読了日:09月15日 著者:アリスター E.マクグラス
https://bookmeter.com/books/596746

■鬱屈精神科医、お祓いを試みる
何となし想像していたものとかなり違っていたが、予想以上の面白さで殆ど一気に読了。著者独特のいじましさ、コンプレックス、妬み、僻みがあたかも自分のことのようにリアルに迫ってくる。それと同時に驚かされたのが、著者の記憶力。一応小説と銘打っているから、多少の脚色は施されているのだろうけれど、それでも遠い過去の思い出が、詳細かつ鮮やかに描かれているのは賞賛に価する。

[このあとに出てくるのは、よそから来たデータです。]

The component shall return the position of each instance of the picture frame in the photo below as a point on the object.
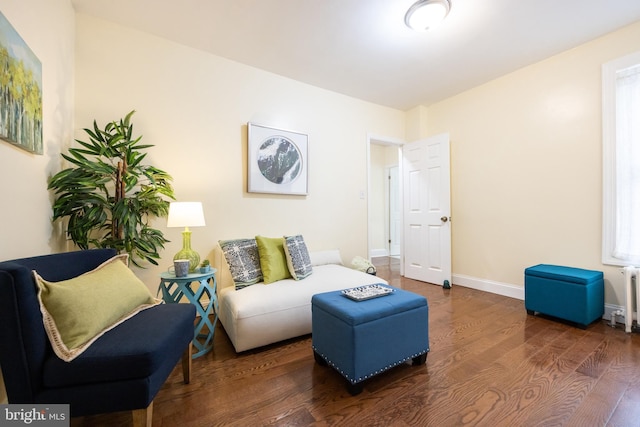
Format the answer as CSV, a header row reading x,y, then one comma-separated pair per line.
x,y
278,161
23,93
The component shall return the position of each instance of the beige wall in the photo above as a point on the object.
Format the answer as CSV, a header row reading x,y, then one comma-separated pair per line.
x,y
47,27
526,172
381,157
195,106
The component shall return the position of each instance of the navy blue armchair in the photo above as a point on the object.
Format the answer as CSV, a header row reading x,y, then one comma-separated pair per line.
x,y
121,371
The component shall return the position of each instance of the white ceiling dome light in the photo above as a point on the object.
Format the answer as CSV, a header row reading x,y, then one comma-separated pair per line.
x,y
425,14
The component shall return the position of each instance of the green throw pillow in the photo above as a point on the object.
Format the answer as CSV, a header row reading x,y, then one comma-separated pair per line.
x,y
77,311
273,261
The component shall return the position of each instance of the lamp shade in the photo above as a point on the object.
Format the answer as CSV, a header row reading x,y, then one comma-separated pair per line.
x,y
185,214
425,14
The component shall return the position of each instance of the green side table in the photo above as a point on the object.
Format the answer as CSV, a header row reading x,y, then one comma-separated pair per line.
x,y
196,288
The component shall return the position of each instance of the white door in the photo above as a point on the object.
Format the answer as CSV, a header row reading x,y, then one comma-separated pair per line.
x,y
427,210
395,212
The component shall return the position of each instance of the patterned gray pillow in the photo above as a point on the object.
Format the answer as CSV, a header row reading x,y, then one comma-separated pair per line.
x,y
244,261
297,255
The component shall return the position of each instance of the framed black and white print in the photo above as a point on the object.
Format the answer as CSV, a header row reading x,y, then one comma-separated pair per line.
x,y
278,161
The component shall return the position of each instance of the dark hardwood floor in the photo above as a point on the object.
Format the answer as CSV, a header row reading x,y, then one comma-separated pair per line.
x,y
490,365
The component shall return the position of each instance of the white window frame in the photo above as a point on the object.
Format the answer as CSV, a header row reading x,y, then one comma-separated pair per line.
x,y
609,71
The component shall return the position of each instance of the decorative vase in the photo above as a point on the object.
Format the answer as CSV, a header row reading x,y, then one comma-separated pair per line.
x,y
187,253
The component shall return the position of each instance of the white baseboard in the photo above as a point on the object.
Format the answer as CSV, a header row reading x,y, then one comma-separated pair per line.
x,y
378,253
517,292
491,286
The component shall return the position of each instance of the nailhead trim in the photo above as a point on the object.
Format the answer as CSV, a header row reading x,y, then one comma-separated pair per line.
x,y
360,379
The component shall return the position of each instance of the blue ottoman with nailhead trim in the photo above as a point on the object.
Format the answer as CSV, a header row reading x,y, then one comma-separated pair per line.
x,y
568,293
360,339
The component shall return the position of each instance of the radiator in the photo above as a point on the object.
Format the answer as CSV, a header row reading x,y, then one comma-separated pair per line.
x,y
631,277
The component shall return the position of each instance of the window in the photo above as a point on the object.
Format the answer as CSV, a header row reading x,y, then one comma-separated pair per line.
x,y
621,161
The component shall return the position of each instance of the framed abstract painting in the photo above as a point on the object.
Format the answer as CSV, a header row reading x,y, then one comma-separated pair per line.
x,y
278,161
20,91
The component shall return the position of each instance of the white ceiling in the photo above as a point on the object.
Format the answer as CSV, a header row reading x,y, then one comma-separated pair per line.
x,y
363,49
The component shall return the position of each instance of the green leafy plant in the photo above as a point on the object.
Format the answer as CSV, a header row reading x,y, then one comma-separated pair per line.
x,y
109,195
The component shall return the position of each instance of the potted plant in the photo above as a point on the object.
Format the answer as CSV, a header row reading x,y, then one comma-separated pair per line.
x,y
108,195
205,266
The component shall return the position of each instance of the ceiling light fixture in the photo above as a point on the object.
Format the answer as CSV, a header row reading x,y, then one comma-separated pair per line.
x,y
425,14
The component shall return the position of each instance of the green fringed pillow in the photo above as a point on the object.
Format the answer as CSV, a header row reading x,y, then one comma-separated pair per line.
x,y
76,312
273,261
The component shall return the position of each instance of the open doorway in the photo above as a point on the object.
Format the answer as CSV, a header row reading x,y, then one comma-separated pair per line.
x,y
384,201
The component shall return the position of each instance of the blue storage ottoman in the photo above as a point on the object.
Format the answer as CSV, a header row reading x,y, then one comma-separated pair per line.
x,y
363,338
568,293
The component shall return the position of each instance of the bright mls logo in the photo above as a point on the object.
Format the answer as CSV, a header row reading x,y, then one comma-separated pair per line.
x,y
36,415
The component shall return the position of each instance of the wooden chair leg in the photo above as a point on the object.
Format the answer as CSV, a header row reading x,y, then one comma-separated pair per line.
x,y
143,417
186,364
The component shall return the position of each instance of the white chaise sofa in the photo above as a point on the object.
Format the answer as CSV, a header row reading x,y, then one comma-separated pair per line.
x,y
263,314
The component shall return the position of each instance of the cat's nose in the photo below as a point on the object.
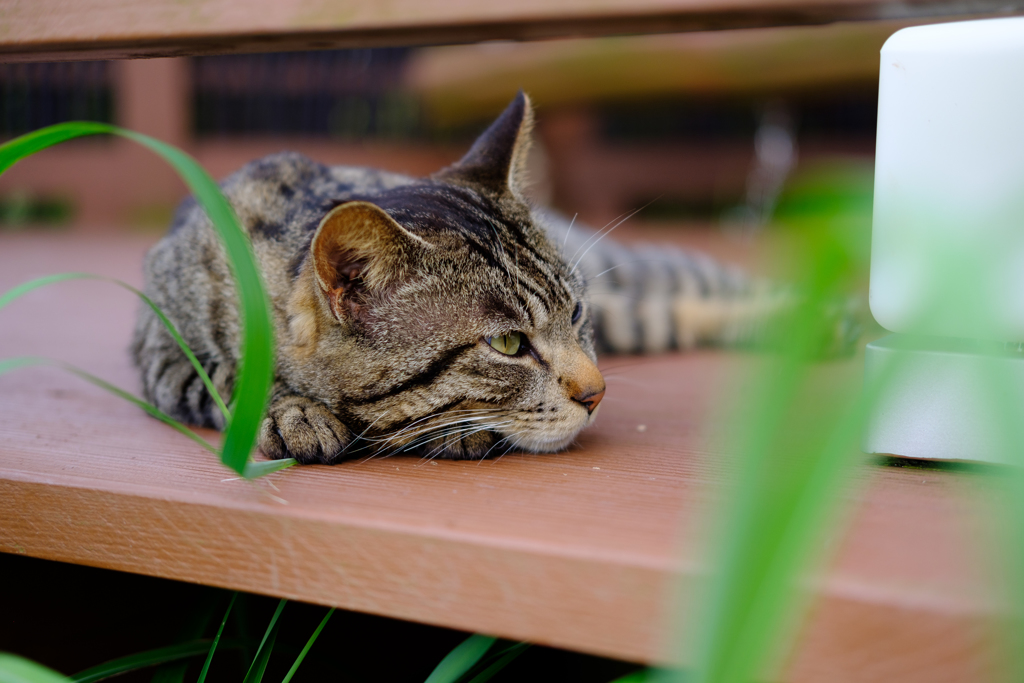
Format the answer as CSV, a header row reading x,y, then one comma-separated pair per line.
x,y
590,400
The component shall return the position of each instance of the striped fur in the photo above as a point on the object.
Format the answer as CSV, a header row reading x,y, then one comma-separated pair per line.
x,y
386,289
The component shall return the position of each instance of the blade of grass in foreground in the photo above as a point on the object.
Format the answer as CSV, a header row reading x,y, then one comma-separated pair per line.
x,y
25,288
216,639
258,666
147,658
504,658
256,372
194,629
305,650
27,361
18,670
461,659
797,441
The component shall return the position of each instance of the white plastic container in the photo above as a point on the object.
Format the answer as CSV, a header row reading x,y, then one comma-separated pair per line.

それから個人的にとりわけ痛切に映ったのは、著者の母親に対する屈折した思い。それを還暦過ぎても抱え、なおかつ一つの作品として昇華させた著者に一票?
読了日:09月13日 著者:春日 武彦
https://bookmeter.com/books/12105804

■だめだし日本語論 (atプラス叢書17)
これまで当たり前のものと思っていた日本語が、実は全然そうではなかったということに気づかされること請け合い。後、国語の教科書に掲載された古文が実は原文そのままではなかったということに面食らう人も少なくないに違いない。恐らく世界的に見ても、ややこしくて面倒臭い日本語。でもそういう言語だからこその魅力があるということが如実に伝わってくる。ただ、問題なのは、本書がいわゆる国文学プロパーによるものではないということ。全ての国文学者は本書を読んで猛省すべし。国語教育に携わる人必読必携であるということはいうまでもない。
読了日:09月12日 著者:橋本治,橋爪大三郎
https://bookmeter.com/books/11939874

■重力と恩寵 (岩波文庫)
長らく田辺保訳で親しんできたものを新訳にて再読。他の冨原訳はわりに好きなのだけれど、本書に関しては、どうもすっきり入っていけず。初めて田辺訳で読んだときの衝撃にはとうてい及ばなかったというのが正直なところ。もちろん、冨原訳に欠陥があるわけではないが。ただ、原著にはない習性が多々施されているということで、そこで印象が変わったというのもあるのかもしれない。その一方で、改めてヴェイユの思考の難解さ、崇高さと同時に時として散見される極端な思想に解消し難い違和感も覚えた。まずは、田辺訳並みに繰り返し読んでみるか。